De and Clayman (2015)

De, Indrani, and Michelle R. Clayman.  “The Benefits of Socially Responsible Investing: An Active Manager’s Perspective.”  Working paper (New Amsterdam Partners), 2015.

From the article:  "Our research looked at the relationship between ESG (environmental, social and governance) ratings of a company and its stock returns, volatility and risk-adjusted return in the post 2008 financial crisis era. We found an ex-post association between ESG ratings and stock returns, where higher return companies in aggregate had better ESG ratings. But the predictive power of ESG ratings on stock performance was most powerful on risk. There was a strong negative correlation between ESG ratings and stock volatility, and this relationship was stronger when market volatility was higher. This implied that asset managers could get diversification benefits by choosing better ESG stocks (through a reduction of the average stock specific risk) and this benefit strengthened when markets were more volatile. The correlation between ESG rating and risk-adjusted return turned significantly positive in the recent years and this positive correlation strengthened further by excluding the lowest ESG stocks. We explored the negative relationship between ESG and volatility in greater depth, given the well documented low volatility anomaly (outperformance of low volatility stocks). Chi-square frequency tests showed that high ESG stocks tended to be in the low volatility group, and low ESG stocks tended to be in the high volatility group, in a statistically significant way in almost all time periods. Both (high) ESG and (low) volatility positively impact stock returns, but the ESG effect was independent of the low volatility effect, and ESG was a positive contributor in its own right.

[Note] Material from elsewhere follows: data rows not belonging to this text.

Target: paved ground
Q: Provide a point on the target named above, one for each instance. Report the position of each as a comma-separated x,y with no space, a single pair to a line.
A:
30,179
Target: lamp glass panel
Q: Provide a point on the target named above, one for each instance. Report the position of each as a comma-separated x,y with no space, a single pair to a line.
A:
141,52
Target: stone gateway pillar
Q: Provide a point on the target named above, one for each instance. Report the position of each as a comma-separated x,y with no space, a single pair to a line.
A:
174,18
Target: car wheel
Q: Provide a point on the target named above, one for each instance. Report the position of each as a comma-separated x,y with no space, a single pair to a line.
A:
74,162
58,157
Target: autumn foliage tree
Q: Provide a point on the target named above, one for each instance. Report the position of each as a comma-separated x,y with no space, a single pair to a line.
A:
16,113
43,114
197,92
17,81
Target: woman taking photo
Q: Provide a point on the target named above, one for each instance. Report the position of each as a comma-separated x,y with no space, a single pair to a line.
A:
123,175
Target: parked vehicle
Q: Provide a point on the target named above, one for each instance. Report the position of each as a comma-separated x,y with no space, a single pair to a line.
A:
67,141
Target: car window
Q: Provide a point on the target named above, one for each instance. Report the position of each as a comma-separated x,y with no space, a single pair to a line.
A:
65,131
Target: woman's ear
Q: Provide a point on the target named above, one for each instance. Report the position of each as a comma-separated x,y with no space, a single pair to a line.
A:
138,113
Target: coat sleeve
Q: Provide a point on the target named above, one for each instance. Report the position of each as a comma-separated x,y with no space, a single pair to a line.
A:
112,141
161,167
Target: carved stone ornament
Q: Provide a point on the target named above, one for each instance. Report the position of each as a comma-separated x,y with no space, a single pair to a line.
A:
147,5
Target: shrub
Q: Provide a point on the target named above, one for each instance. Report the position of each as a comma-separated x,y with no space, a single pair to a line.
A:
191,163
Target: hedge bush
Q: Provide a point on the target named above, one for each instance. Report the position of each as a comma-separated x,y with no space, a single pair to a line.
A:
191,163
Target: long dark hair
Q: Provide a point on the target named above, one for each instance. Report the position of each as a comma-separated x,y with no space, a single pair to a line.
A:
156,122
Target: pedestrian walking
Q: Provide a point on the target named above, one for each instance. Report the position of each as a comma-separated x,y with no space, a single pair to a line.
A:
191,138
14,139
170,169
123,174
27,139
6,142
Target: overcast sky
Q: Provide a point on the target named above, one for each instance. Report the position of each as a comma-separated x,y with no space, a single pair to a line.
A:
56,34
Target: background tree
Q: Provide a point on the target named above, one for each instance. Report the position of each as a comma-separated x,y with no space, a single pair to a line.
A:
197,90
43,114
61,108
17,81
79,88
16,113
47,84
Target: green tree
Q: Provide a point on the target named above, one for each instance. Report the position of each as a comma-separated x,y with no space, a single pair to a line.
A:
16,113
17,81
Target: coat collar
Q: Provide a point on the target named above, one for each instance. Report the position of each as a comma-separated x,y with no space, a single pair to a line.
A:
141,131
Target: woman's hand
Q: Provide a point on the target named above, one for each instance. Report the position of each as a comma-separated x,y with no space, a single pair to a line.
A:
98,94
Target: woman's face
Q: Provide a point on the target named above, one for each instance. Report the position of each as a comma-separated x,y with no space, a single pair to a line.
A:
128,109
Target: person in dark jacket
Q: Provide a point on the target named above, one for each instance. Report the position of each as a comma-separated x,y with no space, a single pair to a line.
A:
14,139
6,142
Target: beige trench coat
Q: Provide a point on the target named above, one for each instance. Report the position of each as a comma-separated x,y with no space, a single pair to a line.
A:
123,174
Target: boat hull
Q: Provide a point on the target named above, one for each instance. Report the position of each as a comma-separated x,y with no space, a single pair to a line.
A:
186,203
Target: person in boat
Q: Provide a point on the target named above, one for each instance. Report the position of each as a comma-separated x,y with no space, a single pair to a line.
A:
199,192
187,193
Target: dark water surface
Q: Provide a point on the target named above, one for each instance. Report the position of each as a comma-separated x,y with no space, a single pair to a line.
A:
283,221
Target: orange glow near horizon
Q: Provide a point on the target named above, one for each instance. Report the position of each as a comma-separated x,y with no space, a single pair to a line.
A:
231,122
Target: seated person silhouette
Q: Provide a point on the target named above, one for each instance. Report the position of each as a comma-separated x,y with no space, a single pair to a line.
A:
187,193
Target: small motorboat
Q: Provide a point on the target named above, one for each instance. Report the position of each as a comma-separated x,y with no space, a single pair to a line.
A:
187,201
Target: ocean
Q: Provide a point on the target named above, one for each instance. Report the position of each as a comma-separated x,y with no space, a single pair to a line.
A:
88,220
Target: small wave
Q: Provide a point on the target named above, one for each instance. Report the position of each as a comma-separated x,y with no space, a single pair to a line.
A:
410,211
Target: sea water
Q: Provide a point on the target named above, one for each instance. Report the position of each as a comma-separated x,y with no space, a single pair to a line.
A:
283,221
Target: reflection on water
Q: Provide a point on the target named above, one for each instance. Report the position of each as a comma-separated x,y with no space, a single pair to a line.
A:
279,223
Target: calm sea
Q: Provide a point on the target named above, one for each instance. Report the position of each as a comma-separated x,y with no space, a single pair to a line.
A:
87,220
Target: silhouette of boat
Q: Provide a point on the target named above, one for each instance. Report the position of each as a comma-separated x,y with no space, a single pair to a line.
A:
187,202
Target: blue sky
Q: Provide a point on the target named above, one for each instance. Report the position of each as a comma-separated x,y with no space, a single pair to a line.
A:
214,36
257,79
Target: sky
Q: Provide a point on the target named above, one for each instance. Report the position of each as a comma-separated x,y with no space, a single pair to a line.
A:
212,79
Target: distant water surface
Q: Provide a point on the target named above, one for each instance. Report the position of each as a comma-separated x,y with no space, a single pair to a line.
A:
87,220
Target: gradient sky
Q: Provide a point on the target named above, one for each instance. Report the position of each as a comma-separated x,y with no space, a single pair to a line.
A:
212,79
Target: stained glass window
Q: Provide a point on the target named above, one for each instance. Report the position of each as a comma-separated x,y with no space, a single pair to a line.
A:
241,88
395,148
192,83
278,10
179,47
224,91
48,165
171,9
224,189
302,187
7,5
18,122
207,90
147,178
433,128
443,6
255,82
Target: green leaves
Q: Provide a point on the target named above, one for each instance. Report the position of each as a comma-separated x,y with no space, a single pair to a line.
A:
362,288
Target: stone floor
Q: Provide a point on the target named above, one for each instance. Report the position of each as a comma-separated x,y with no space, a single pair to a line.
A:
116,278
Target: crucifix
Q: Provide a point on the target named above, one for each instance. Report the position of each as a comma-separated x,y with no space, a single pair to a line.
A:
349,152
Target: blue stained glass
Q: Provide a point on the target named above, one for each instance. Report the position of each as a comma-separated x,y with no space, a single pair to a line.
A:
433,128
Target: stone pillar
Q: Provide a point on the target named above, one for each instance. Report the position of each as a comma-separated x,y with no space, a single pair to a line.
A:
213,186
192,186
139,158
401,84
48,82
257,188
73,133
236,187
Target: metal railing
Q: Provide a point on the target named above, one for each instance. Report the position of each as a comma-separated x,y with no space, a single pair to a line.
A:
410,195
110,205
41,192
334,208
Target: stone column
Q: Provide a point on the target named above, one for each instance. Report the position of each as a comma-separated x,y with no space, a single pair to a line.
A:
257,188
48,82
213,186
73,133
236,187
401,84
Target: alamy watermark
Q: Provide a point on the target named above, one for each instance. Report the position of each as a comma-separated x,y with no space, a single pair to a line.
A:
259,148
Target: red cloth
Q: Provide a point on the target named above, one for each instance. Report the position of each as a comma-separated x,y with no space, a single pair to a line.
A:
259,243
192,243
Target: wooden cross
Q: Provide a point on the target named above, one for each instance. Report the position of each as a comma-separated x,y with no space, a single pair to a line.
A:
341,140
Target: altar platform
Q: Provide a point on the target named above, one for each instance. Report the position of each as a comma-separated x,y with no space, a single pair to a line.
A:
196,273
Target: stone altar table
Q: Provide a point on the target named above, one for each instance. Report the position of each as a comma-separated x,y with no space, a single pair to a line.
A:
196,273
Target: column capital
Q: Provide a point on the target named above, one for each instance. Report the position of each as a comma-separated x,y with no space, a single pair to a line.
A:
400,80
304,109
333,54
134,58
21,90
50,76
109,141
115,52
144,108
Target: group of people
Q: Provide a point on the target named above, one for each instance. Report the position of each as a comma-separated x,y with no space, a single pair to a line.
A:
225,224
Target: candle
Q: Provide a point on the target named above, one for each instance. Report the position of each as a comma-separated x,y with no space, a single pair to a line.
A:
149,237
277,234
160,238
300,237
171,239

"Given the controversy surrounding the effect of ESG based investment restrictions, we tested the effect of restricting the investible universe by deleting the lower tail of ESG companies on portfolio performance. We created portfolios from the complete and the restricted universe through random selection, and found that restricting the investible universe through deletion of the worst ESG stocks imposed no cost, and actually tended to improve the probability distribution of returns with a higher average and maximum portfolio return. We got similar results using risk-adjusted returns too. Asset managers can therefore actively utilize the association between corporate ESG ratings and stock return, volatility and risk-adjusted return, to enhance their stock-picking and portfolio construction ability."

 

LK comment:  Co-author Clayman has a longstanding interest in ESG-related issues, and did significant research in the 1980s and 1990s that today would be considered ESG-related.  See, for example, Clayman (1987), Clayman (1994) and Clayman (1995).